Some block sizes cause huge performance loss Explanation?

Hi,

i have evaluated some of my kernels just for fun.
It makes a 2D texture fetch from a cudaArray and writes the results into global memory.
The size of the cudaArray is 3872x2592 and the texture is of type float.

I just chose different kernel sizes and measured the performance.

Can somebody explain to me the huge performance differences between some kernel sizes, especially when flipping x and y values, e.g. 32x1 and 1x32?
I’m just curious :)

Here are the results:

X/Y-Dim time in ms

1x64 27,426782
64x1 2,543981
1x128 37,969942
128x1 2,422973
1x256 44,608599
256x1 2,476707
1x512 53,529848
512x1 3,162500
2x32 18,674770
32x2 2,423880
2x64 19,494978
64x2 2,356946
2x128 22,072669
128x2 2,391780
2x256 26,533794
256x2 3,040203
4x16 15,643937
16x4 2,426352
4x32 17,852010
32x4 2,324094
4x64 17,716129
64x4 2,362986
4x128 16,990306
128x4 3,001795
8x8 15,620242
8x16 16,027394
16x8 2,377708
8x32 16,674307
32x8 2,366984
8x64 16,616040
64x8 3,069006
16x16 2,466906
16x32 3,245966
32x16 3,059281

Thank you!

Wide, low blocks (ie, like 64x2) seem to be faster than narrow, high ones (like 2x64). I remember someone from NVidia stating this as well.

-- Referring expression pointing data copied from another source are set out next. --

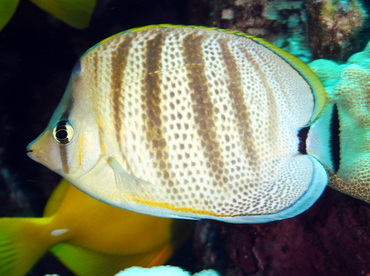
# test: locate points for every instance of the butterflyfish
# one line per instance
(189, 122)
(89, 237)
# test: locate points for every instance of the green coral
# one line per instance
(348, 86)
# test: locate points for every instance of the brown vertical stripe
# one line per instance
(239, 105)
(118, 65)
(202, 105)
(64, 158)
(152, 102)
(271, 100)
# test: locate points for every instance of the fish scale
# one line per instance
(193, 122)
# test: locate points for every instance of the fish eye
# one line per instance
(63, 132)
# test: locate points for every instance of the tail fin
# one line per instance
(21, 244)
(319, 137)
(85, 262)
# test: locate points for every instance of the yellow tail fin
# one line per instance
(22, 244)
(85, 262)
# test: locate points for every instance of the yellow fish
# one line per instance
(90, 237)
(75, 13)
(189, 122)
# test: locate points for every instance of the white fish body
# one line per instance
(188, 122)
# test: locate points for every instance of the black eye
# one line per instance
(63, 132)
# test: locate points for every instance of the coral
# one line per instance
(348, 87)
(333, 26)
(165, 270)
(308, 29)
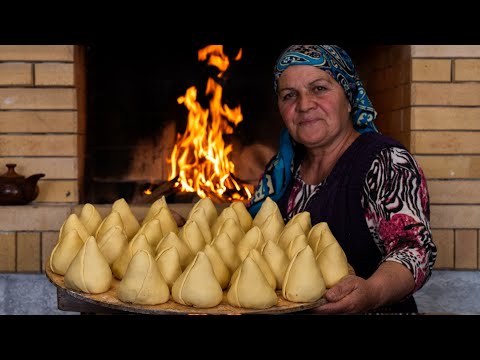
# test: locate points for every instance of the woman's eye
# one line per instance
(319, 88)
(288, 96)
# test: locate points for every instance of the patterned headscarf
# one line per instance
(335, 61)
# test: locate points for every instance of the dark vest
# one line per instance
(339, 204)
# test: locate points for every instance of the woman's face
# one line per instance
(313, 106)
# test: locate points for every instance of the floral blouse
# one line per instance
(398, 221)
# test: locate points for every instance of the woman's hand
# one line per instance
(390, 283)
(351, 295)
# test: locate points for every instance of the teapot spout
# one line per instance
(31, 188)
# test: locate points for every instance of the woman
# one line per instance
(370, 190)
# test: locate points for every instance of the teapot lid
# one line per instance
(11, 174)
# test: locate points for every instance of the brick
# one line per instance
(57, 191)
(397, 121)
(36, 52)
(467, 69)
(388, 78)
(448, 51)
(38, 145)
(445, 118)
(391, 99)
(454, 192)
(38, 121)
(54, 74)
(450, 167)
(49, 240)
(33, 217)
(431, 70)
(52, 167)
(455, 216)
(445, 142)
(7, 252)
(12, 74)
(383, 56)
(444, 241)
(28, 252)
(453, 94)
(41, 99)
(466, 249)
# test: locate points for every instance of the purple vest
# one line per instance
(339, 203)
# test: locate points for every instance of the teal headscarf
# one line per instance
(335, 61)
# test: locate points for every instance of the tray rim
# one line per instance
(108, 300)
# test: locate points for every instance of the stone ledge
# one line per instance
(33, 217)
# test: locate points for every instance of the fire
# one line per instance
(200, 159)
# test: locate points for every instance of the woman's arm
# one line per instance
(396, 203)
(397, 213)
(389, 284)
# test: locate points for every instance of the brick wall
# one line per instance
(427, 96)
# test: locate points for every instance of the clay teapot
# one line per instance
(15, 189)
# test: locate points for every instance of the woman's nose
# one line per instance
(305, 102)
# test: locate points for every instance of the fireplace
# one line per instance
(133, 114)
(425, 96)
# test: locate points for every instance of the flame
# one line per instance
(200, 158)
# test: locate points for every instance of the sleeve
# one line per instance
(397, 211)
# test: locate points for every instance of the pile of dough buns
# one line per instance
(251, 260)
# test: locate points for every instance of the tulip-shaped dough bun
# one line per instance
(219, 267)
(303, 280)
(227, 213)
(129, 220)
(272, 227)
(167, 221)
(200, 218)
(289, 232)
(113, 243)
(298, 243)
(233, 228)
(91, 218)
(253, 239)
(244, 216)
(154, 209)
(250, 289)
(184, 252)
(111, 220)
(227, 251)
(210, 210)
(119, 266)
(89, 271)
(264, 267)
(73, 222)
(168, 262)
(143, 283)
(304, 219)
(268, 207)
(277, 260)
(198, 286)
(65, 251)
(191, 234)
(333, 264)
(319, 237)
(152, 230)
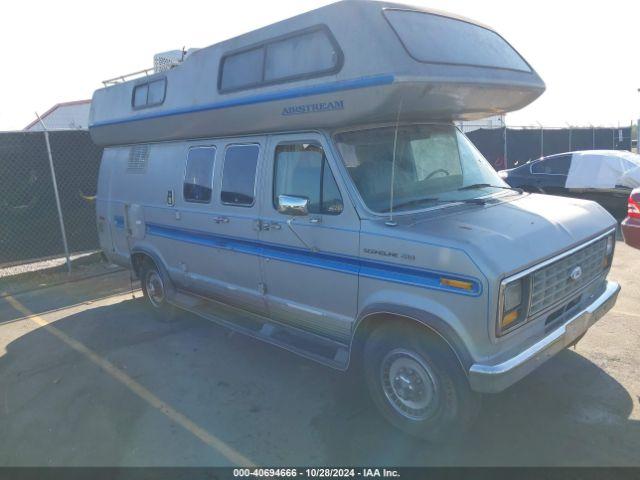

In this case, isn’t it due to global memory coalescing? And maybe the texture cache is larger in X than in Y direction.

Thanks, wumpus.
Sounds plausible.
I couldn’t find anything about it in the programming guide so I’m hoping some NVIDIA engineering verify this.

And this is also not only the case for texture accesses.
I get similar performance differences when simply reading from an array.